The academic research has found that most of the risk and return of your portfolio is determined by your asset allocation. If you're looking for returns above the risk-free rate (the return on one-month Treasury bills), you must accept risk. But there are two kinds of risk -- systematic and unsystematic.
- Systematic risk -- such as owning stocks -- is risk that can't be diversified away. The market compensates investors for accepting systematic risk with a risk premium (greater expected return) commensurate with the amount of risk accepted. Thus, systematic risk is the good kind of risk.
- Unsystematic risk -- such as owning a single stock -- is risk that can be diversified away. In this case, you're not compensated with a risk premium for accepting this type of risk.

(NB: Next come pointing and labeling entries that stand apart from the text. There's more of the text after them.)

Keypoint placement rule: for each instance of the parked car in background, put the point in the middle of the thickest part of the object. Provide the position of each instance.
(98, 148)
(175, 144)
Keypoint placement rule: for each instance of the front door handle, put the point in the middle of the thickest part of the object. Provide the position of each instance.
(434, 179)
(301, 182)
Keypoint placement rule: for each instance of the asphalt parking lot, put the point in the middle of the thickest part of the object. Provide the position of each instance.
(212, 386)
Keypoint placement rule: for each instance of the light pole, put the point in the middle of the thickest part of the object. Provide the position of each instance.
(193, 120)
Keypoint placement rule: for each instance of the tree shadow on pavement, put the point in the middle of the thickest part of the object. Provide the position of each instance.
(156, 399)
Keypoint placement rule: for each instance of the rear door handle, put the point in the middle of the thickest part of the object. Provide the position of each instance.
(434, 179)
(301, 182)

Thus, unsystematic risk is the bad kind of risk.
Prudent investors (and there should not be any other kind) recognize that they can't control events. As much as we'd like to believe otherwise, there are no gurus who can tell you with certainty what will happen to the market. Therefore, you should focus on the things you really can control:
- The amount of risk you take. The best way to do that is through index funds (or similar vehicles) that basically own all the stocks in the asset class you want exposure to. Otherwise, you're taking uncompensated risks and ceding control to the "gods of chance." Las Vegas may be a place you may want to go to for a vacation, but it's no place to take your retirement account.
- Costs. The best way to do that is to use low-cost, passively managed funds.
- Taxes. The best way to do that is to invest in passively managed funds, preferably ones that are tax-managed.